What put me off after a quick scroll:
Installing the extension changes the default table type to be columnar. I don't want an installed extension to do that, my main workload is still row oriented oltp, I only want specific tables to be columnar and I don't want to change all my normal migrations to specify `USING heap`. IMO timescale does this really well, it's an extension, not a new database. At least that's how I would want it to be.
It also seems like you're trying to claim postgres foreign data wrappers as "hydra external tables", implying it's a new feature? Postgres does this (reading other databases and external files) out of the box and it feels sneaky to try and brand that.
Also the FAQ says "Hydra is not a fork." When the engine clearly is: https://github.com/hydradatabase/citus I realize you want to monetize this as a bigger platform and that's completely fair, but it strikes me as dishonest to deny the citus originins in the FAQ.
Thanks for calling these out, as these are just misunderstandings. We will certainly tweak the language around these.
- Installing the extension itself does not change the default table type, this is only the case on Hydra Cloud and our Docker image.
- "Hydra is not a fork" refers to the fact that Hydra did not fork Postgres; it is an extension. We have put in a lot of effort since forking Citus, but it's not our intent to hide that fact.
- Yes, "Hydra External Tables" is a productization around FDWs, there's more we want to do with it but it hasn't been our focus lately.
> - Installing the extension itself does not change the default table type, this is only the case on Hydra Cloud and our Docker image.
Ah cool, thanks! How would I go about adding the extension to my own "FROM postgres:15" Dockerfile?
> Installing the extension changes the default table type to be columnar.
that is not the case, hydra as a service sets the default table type. the columnar extension does not make any changes like that, it simply ("simply") adds columnar as an option.
I'm just an engineer, so I'll leave the other comments for others :)
Congratulations!
Please also add this info :
#1. to the pgsql-announce list: https://www.postgresql.org/search/?m=1&ln=pgsql-announce&q=h... "Your search for hydra returned no hits."
#2. to the https://planet.postgresql.org/
Watch out. There used to be another Hydra project, a data repository with rich linked metadata, that changed its name after legal threat over trademark from Hydra Corporation. Now it's called Hyku, https://hyku.samvera.org/
I hope you choose to defend your name.
Should have mentioned, if you want to chat about open source, analytics, or meet some of the Hydra team swing by our event in SF this Thursday: https://partiful.com/e/gowvDVdnNcBLKUzfGOPv
some previous discussions:
https://github.com/hydradatabase/hydra#license> since the GitHub sidebar is misleading
Congratulations. @coatue, it would be great if you can share your email to reach out for Licensing details.

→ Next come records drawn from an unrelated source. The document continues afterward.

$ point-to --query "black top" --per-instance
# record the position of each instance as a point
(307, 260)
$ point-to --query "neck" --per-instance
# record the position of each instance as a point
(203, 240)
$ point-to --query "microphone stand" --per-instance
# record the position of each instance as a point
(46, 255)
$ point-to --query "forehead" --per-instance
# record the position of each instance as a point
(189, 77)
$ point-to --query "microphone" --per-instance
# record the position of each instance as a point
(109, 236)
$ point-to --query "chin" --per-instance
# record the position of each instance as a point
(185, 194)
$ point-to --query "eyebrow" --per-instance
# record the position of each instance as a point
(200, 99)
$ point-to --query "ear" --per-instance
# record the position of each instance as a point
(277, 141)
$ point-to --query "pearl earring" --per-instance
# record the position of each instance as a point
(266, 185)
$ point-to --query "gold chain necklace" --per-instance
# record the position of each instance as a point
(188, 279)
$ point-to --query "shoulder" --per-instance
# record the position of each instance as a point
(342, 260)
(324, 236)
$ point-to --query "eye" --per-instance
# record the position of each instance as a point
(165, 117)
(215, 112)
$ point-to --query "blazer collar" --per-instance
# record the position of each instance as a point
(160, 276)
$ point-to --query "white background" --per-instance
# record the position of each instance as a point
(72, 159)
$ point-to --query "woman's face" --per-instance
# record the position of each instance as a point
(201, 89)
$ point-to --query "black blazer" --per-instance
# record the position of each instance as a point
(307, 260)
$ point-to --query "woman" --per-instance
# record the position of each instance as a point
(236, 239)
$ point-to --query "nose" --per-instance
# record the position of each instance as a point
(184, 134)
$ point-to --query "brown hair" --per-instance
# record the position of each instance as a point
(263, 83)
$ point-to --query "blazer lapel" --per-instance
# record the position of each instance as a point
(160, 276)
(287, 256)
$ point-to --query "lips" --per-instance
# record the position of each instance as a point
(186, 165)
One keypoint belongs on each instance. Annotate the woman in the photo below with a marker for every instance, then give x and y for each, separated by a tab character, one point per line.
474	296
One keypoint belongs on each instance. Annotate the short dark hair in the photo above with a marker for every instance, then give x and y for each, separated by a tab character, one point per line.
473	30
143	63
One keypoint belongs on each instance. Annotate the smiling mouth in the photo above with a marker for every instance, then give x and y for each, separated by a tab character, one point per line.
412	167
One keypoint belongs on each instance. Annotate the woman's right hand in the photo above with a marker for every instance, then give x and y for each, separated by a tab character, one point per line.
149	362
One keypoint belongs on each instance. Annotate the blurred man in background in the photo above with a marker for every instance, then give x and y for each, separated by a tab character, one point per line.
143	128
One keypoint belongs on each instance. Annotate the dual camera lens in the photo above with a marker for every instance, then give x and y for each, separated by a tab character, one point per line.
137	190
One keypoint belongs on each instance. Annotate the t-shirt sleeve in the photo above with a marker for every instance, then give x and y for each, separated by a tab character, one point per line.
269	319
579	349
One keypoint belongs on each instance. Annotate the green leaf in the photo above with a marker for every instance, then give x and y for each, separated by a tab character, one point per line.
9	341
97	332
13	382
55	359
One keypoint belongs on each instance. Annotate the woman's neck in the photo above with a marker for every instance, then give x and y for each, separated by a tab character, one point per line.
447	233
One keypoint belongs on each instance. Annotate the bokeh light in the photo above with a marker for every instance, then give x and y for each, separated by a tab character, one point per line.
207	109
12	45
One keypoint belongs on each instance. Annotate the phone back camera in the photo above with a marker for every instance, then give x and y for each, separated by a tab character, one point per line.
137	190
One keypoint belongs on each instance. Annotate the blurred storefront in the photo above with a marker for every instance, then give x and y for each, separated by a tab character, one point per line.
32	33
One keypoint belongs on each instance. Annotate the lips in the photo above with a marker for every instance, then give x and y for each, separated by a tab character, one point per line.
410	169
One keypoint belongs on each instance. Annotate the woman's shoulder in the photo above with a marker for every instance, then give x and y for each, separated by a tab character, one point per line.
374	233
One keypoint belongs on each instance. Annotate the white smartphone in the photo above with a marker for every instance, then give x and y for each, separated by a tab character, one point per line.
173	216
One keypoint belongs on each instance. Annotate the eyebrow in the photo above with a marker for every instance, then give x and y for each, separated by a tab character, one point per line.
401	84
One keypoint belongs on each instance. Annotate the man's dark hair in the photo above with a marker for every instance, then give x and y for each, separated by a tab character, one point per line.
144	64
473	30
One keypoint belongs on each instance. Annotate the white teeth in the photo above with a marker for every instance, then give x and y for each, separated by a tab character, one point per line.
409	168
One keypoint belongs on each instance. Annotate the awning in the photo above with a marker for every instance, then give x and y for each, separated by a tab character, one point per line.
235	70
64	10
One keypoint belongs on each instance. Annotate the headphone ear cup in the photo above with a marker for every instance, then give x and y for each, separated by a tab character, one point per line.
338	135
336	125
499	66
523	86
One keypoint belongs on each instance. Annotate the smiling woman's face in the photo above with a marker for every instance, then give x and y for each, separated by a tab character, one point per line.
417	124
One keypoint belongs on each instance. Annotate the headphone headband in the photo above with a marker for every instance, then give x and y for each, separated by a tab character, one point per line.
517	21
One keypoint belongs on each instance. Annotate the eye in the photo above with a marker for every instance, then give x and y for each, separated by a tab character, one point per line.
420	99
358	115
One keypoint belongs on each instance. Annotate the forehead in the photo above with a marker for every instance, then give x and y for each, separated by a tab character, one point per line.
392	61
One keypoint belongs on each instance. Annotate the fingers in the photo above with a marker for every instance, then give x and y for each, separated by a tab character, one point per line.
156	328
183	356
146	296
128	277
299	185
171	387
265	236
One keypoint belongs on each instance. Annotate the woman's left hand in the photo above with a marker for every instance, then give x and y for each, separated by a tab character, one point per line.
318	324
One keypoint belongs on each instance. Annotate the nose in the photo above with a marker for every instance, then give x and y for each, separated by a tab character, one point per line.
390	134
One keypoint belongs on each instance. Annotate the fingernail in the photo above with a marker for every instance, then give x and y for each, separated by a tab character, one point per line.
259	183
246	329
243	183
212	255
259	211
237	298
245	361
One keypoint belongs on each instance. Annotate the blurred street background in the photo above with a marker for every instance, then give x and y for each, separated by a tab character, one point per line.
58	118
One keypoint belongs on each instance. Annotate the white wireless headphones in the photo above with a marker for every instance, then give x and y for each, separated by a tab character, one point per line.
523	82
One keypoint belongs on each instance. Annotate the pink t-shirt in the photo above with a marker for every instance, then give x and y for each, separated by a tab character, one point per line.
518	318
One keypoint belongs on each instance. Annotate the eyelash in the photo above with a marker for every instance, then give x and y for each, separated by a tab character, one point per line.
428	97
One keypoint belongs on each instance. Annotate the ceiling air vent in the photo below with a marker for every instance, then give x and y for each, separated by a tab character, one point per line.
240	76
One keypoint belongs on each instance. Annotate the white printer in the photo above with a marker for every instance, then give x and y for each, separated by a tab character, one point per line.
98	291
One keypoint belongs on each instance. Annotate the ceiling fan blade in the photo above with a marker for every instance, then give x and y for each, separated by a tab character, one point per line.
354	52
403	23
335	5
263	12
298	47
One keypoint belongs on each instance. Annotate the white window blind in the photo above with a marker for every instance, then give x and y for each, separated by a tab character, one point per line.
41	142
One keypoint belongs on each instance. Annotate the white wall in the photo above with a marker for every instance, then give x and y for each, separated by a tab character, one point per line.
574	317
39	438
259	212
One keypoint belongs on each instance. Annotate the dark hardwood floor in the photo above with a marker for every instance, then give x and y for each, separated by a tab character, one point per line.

I did fill up your form in site, but never received any response
Nitin, I would be happy to- would you mind emailing me at J at hydra dot so. Let's chat!
I have 2 questions.
1. Is this optimized for constantly adding and removing rows to the columnar table?
2. Is this supported by Microsoft Azure Flexible Server for Postgres?
> Whenever possible, design data coming into the data warehouse as append-only. Hydra's columnar store only supports inserts. If you need to update or delete data, you will need to use row (heap) tables.
that is not the case at this point. updates, deletes, and vacuuming are all available.
2 replies →
I can answer number 1:
updates and deletes are available, as well as the ability to compact the table.
> For 1.0 GA release
You may want to check that box in the README, assuming it is already done.
Great catch - updating, please hold
How does sharding work? Can I use this with citus to scale horizontally?